Exploring the distribution of statistical feature parameters for natural sound textures

Sounds like “running water” and “buzzing bees” are classes of sounds which are a collective result of many similar acoustic events and are known as “sound textures”. Recent psychoacoustic study using sound textures by [1] reported that natural sounding textures can be synthesized from white noise by imposing statistical features such as marginals and correlations computed from the outputs of cochlear models responding to the textures. The outputs being the envelopes of bandpass filter responses, the ‘cochlear envelope’. This suggests that the perceptual qualities of many natural sounds derive directly from such statistical features, and raises the question of how these statistical features are distributed in the acoustic environment. To address this question, we collected a corpus of 200 sound textures from public online sources and analyzed the distributions of the textures’ marginal statistics (mean, variance, skew, and kurtosis), cross-frequency correlations and modulation power statistics. A principal component analysis of these parameters revealed a great deal of redundancy in the texture parameters. For example, just two marginal principal components, which can be thought of as measuring the sparseness or burstiness of a texture, capture as much as 66% of the variance of the 128 dimensional marginal parameter space, while the first two principal components of cochlear correlations capture as much as 90% of the variance in over 1000 correlation parameters. Knowledge of the statistical distributions documented here may help guide the choice of acoustic stimuli with high ecological validity in future research.
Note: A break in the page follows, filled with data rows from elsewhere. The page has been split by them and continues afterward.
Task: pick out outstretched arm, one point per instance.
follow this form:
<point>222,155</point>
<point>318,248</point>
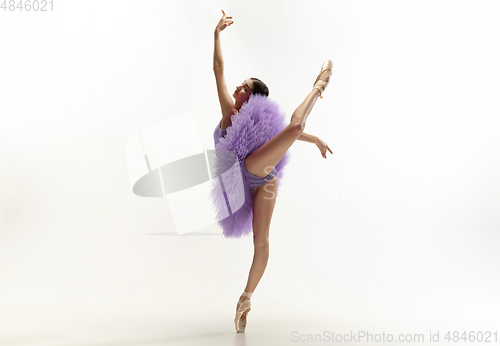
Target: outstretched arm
<point>223,23</point>
<point>308,138</point>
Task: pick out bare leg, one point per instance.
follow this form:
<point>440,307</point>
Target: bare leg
<point>263,206</point>
<point>262,161</point>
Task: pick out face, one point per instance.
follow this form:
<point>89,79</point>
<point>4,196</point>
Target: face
<point>243,91</point>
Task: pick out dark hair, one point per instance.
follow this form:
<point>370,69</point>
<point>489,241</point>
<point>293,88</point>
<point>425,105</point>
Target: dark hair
<point>259,87</point>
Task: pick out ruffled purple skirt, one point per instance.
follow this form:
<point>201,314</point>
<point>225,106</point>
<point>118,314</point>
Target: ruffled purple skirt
<point>258,120</point>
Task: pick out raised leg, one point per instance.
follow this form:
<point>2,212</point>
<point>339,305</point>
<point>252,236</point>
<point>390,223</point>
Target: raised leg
<point>262,161</point>
<point>264,199</point>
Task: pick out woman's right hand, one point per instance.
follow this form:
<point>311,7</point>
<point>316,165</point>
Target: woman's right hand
<point>223,23</point>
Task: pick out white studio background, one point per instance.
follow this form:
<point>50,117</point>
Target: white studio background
<point>398,230</point>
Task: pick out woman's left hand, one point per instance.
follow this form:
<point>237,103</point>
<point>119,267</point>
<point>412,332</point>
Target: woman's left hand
<point>323,147</point>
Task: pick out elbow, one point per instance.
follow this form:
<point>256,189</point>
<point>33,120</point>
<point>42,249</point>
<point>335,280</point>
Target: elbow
<point>217,66</point>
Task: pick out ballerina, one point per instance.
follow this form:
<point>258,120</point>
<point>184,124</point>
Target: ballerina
<point>257,164</point>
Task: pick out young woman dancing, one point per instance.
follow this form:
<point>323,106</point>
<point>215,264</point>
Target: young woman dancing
<point>258,163</point>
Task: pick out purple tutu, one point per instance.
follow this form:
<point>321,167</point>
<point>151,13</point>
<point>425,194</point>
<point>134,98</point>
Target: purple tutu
<point>258,120</point>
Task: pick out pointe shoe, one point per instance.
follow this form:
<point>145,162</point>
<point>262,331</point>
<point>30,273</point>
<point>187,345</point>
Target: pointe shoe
<point>242,309</point>
<point>321,84</point>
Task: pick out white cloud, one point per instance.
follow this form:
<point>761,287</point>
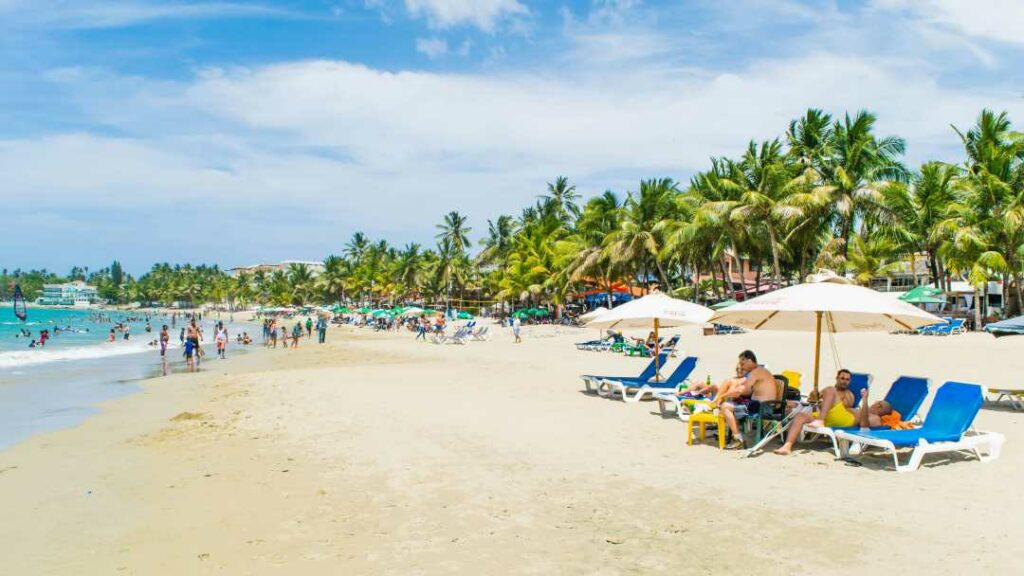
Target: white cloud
<point>115,13</point>
<point>1001,21</point>
<point>481,13</point>
<point>432,47</point>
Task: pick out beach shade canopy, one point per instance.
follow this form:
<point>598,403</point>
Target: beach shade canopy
<point>592,315</point>
<point>834,306</point>
<point>412,311</point>
<point>1007,327</point>
<point>655,311</point>
<point>923,292</point>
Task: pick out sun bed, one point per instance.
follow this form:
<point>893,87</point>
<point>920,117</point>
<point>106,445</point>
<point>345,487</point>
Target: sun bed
<point>642,388</point>
<point>723,330</point>
<point>1016,397</point>
<point>594,382</point>
<point>947,427</point>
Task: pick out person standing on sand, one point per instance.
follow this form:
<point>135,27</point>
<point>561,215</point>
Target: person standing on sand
<point>165,339</point>
<point>220,337</point>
[1]  Andrew J King,et al.  Sensory cortex is optimized for prediction of future input , 2017, bioRxiv.

[2]  Eero P. Simoncelli,et al.  A Parametric Texture Model Based on Joint Statistics of Complex Wavelet Coefficients , 2000, International Journal of Computer Vision.

[3]  N. C. Singh,et al.  Modulation spectra of natural sounds and ethological theories of auditory processing. , 2003, The Journal of the Acoustical Society of America.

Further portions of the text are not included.